En el reino celestial de Japón, brillaba con intensidad la diosa Amaterasu, soberana del sol y la luz. Su esplendor iluminaba los corazones de todos los habitantes del pueblo, quienes celebraban con alegría su constante presencia. Sin embargo, su hermano, Susanoo, poseía una personalidad tempestuosa y envidiosa, y siempre anhelaba opacar el brillo de su hermana. Un día, en un ataque de furia, Susanoo desató una violenta tormenta sobre el pueblo, provocando caos y destrucción por doquier. Amaterasu, temiendo por la seguridad de su amado pueblo, se refugió en una cueva oscura para protegerse de la ira de su hermano, sumiendo al mundo en la oscuridad. El pueblo, desesperado ante la ausencia de la diosa del sol, buscó incansablemente una forma de traer de vuelta su resplandor.

Pasaron días y noches, pero Amaterasu se negaba obstinadamente a abandonar su escondite, sumiendo al mundo en una profunda oscuridad. El pueblo, con corazones valientes, se reunió en torno a la cueva, buscando una manera de devolver la luz al mundo. -Por favor, Amaterasu, sal de la cueva. Sin tu luz, nuestro pueblo se encuentra en tinieblas.

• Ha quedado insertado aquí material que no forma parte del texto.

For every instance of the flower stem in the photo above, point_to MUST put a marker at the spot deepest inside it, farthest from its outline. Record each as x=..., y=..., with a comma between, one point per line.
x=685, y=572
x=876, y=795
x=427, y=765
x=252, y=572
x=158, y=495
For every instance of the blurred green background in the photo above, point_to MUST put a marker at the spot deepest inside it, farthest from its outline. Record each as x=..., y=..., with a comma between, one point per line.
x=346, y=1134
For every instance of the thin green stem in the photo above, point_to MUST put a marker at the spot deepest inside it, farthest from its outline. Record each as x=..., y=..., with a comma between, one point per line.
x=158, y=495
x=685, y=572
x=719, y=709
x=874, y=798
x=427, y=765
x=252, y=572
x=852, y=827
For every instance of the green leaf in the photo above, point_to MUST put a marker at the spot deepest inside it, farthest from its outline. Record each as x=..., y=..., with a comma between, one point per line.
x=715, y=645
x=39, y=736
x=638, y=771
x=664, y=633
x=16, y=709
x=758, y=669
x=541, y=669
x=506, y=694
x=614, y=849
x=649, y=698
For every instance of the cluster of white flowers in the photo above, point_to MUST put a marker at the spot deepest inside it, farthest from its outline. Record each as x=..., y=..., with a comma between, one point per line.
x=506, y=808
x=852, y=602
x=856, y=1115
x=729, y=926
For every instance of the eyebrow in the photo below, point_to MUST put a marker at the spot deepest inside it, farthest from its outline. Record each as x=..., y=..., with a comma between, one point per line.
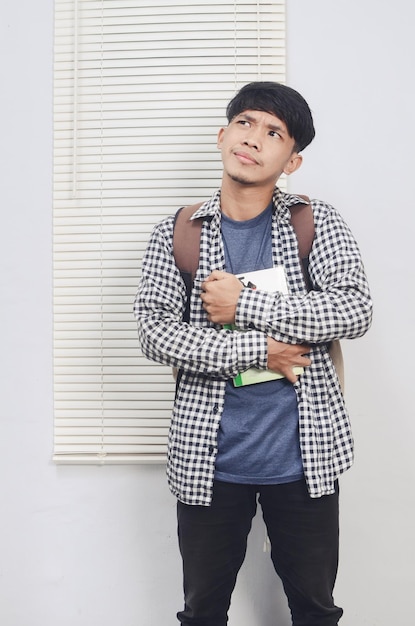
x=276, y=127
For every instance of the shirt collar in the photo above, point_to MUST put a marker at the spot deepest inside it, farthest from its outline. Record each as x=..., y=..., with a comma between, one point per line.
x=282, y=202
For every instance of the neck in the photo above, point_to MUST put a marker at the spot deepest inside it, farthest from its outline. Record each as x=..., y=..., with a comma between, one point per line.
x=244, y=202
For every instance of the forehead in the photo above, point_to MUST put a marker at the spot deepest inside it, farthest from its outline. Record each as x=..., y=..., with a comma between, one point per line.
x=257, y=117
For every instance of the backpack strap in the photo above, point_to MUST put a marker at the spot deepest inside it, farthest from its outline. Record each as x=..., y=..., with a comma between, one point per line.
x=186, y=248
x=186, y=241
x=302, y=221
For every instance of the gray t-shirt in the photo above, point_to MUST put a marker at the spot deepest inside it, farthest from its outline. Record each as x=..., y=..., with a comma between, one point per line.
x=258, y=439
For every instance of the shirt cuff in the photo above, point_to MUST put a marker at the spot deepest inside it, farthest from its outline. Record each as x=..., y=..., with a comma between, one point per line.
x=253, y=309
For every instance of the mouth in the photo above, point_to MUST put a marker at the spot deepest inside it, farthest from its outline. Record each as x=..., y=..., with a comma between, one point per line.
x=245, y=157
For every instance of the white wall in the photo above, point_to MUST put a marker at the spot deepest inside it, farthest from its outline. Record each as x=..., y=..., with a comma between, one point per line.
x=96, y=545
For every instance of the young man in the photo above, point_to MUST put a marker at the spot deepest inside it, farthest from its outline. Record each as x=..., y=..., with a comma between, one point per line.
x=284, y=442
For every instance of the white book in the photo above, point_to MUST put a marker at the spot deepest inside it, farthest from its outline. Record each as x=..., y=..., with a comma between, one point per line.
x=272, y=279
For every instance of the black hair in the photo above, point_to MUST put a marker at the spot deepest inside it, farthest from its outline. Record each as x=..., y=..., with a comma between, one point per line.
x=279, y=100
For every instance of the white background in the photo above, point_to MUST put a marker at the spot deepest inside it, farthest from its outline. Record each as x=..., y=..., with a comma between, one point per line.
x=82, y=546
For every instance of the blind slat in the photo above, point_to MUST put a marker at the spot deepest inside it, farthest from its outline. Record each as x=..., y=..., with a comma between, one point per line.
x=137, y=108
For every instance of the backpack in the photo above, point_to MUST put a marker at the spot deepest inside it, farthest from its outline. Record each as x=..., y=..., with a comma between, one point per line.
x=186, y=250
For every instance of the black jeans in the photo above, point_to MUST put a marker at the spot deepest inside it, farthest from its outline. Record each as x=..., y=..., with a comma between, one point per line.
x=304, y=536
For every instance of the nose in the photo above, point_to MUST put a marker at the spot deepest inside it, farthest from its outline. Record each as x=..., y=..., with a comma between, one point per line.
x=252, y=139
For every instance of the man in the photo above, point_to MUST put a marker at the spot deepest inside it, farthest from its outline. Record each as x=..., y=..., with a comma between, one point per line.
x=283, y=441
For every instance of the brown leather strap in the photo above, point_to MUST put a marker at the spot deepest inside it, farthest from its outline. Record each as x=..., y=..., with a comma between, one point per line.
x=186, y=239
x=302, y=221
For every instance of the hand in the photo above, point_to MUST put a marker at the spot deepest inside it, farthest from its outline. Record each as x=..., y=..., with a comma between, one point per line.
x=282, y=357
x=220, y=294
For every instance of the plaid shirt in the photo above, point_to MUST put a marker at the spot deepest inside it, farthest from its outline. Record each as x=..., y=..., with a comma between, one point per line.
x=339, y=306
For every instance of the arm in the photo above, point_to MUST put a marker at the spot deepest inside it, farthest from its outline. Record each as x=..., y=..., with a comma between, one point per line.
x=339, y=306
x=199, y=347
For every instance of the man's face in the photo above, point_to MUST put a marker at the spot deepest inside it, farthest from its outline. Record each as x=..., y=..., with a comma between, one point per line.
x=256, y=149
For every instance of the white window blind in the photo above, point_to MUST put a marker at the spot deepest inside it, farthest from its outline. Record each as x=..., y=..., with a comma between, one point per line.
x=140, y=90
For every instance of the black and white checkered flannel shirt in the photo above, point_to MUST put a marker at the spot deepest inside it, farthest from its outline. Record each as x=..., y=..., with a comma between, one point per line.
x=338, y=307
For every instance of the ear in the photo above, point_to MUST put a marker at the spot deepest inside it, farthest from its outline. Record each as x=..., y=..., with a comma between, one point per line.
x=220, y=137
x=293, y=163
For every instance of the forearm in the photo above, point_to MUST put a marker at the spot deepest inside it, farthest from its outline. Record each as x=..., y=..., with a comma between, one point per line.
x=208, y=351
x=199, y=346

Necesitamos tu resplandor para vivir en paz y armonía-, clamaban con fervor. Sin embargo, la diosa permanecía inquebrantable en su decisión de no salir, sumiendo al mundo en una tristeza profunda.

Ante esta situación, el pueblo no se rindió y decidió emprender un plan para convencer a Amaterasu de salir de la cueva. Prepararon una celebración llena de alegría y júbilo frente a la entrada de la cueva, tocando tambores, bailando y riendo a carcajadas. Además, tejieron hilos brillantes y realizaron espejos resplandecientes para situarlos en la entrada de la cueva. El brillo y la música inundaron el espacio, penetrando en la cueva donde se encontraba la diosa. Poco a poco, la curiosidad invadió el corazón de Amaterasu, quien asomó tímidamente su rostro para observar lo que sucedía. Quedó impresionada por la alegría y el resplandor que emanaba del exterior.

La diosa, conmovida por el esfuerzo y el amor de su pueblo, finalmente emergió de la cueva, desatando su resplandor celestial sobre el mundo una vez más. El brillo de Amaterasu iluminó cada rincón, disipando las tinieblas y devolviendo la alegría y la esperanza al pueblo. La hermosa celebración se convirtió en una festividad anual para recordar la importancia de la luz, la alegría y la unión. Desde entonces, Amaterasu comprendió que su luz era un regalo para el mundo y que la unidad y la felicidad eran fundamentales para compartir su resplandor. Susanoo, por su parte, aprendió a apreciar la luz de su hermana, comprendiendo que su brillo no empañaba el suyo, sino que complementaba el mundo con su esplendor.